(a) In a class of 45 students, 32 offered Physics(P), 28 offered Government(G) and 12 did not offer any of the two subjects. (i) Draw the Venn diagram to represent the information ; (ii) How many students offered both subjects? (iii) What is \(n(P \cup G)\)?
(b) If \(p = \frac{2u}{1 - u}\) and \(q = \frac{1 + u}{1 - u}\) ; express \(\frac{p + q}{p - q}\) in terms of u.
Two fair dice are tossed together once.
(a) Draw a sample space for the possible outcomes ;
(b) Find the probability of getting a total : (i) of 7 or 8 ; (ii) less than 4.
(a) A sector of a circle of radius 8cm subtends an angle of 90° at the centre of the circle. If the sector is folded without overlap to form the curved surface of a cone, find the :
(i) base radius ; (ii) height ; (iii) volume of the cone. [Take \(\pi = \frac{22}{7}\)].
(b) A map is drawn to a scale of 1 : 20,000. Use it to calculate the : (i) distance, in kilometres, represented by 4.5 cm on the map ;
(a)(i) If \(4x < 2 + 3x\) and \(x - 8 < 3x\), what range of values of x satisfies both inequalities? ; (ii) Represent your result in (i) on the number line.

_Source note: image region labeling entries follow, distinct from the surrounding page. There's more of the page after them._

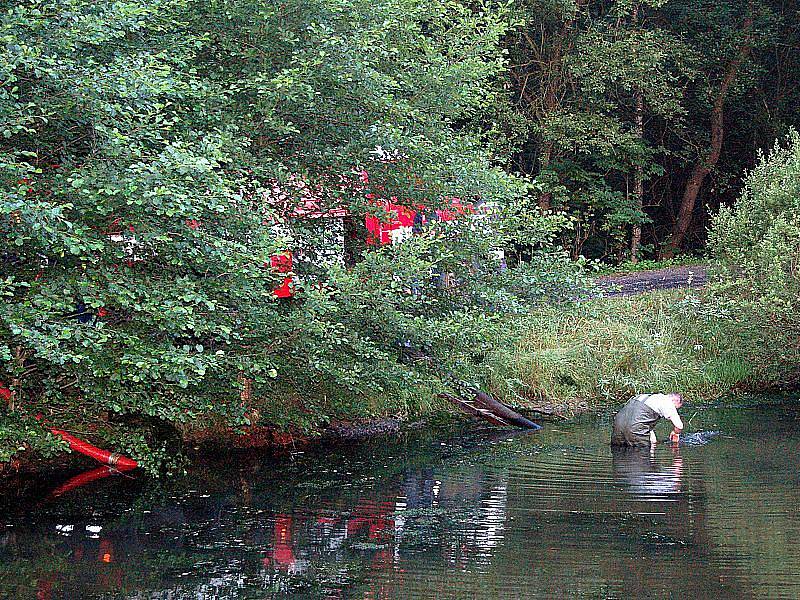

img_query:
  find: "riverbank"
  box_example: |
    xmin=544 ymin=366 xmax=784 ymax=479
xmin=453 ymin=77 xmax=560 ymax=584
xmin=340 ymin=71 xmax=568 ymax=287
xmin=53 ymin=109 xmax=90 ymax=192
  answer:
xmin=492 ymin=289 xmax=800 ymax=416
xmin=0 ymin=266 xmax=800 ymax=477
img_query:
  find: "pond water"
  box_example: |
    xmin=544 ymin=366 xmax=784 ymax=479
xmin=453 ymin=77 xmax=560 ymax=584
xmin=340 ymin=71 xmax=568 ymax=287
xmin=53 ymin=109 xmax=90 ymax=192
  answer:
xmin=0 ymin=405 xmax=800 ymax=600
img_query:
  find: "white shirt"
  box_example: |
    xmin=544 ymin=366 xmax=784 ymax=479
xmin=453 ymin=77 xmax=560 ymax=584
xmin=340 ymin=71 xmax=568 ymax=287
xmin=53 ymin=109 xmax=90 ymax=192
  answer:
xmin=644 ymin=394 xmax=683 ymax=429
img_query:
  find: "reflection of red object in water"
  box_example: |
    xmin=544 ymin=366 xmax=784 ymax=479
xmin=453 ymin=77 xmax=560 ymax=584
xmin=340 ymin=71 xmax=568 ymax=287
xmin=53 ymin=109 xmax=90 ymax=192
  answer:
xmin=347 ymin=502 xmax=394 ymax=540
xmin=98 ymin=540 xmax=114 ymax=563
xmin=47 ymin=466 xmax=134 ymax=498
xmin=50 ymin=429 xmax=139 ymax=471
xmin=264 ymin=515 xmax=296 ymax=570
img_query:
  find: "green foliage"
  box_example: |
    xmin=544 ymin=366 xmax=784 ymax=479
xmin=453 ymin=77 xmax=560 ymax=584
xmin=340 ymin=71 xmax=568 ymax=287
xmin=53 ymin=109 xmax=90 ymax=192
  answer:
xmin=709 ymin=132 xmax=800 ymax=346
xmin=0 ymin=0 xmax=579 ymax=464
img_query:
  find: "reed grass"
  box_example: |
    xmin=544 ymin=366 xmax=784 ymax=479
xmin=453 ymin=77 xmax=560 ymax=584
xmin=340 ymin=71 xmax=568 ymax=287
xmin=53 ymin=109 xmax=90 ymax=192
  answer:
xmin=491 ymin=290 xmax=797 ymax=412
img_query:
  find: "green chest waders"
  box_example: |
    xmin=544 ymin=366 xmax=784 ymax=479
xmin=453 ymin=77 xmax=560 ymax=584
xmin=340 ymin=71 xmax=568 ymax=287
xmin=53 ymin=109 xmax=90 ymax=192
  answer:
xmin=611 ymin=394 xmax=661 ymax=446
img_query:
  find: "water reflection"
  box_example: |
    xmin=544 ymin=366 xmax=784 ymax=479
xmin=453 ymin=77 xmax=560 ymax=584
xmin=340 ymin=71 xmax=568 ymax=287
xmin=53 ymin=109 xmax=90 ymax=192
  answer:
xmin=611 ymin=446 xmax=683 ymax=500
xmin=0 ymin=406 xmax=800 ymax=600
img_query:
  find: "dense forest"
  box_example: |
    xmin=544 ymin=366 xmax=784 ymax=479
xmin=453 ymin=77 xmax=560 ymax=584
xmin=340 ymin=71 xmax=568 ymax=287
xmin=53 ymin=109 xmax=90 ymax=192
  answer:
xmin=0 ymin=0 xmax=800 ymax=472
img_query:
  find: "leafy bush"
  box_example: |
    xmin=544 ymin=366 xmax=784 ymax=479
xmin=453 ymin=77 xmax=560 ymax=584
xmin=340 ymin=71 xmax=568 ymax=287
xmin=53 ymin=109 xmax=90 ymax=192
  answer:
xmin=709 ymin=132 xmax=800 ymax=342
xmin=0 ymin=0 xmax=579 ymax=468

(b) A shop is sending out a bill for an amount less than £100. The accountant interchanges the two digits and so overcharges the customer by 45. Given that the sum of the two digits is 9, find how much the bill should be.
In the diagram, ABCDEO is two- thirds of a circle centre O. The radius AO is 7cm and /AB/ = /BC/ = /CD/ = /DE/. Calculate, correct to the nearest whole number, the area of the shaded portion. [Take \(\pi = \frac{22}{7}\)].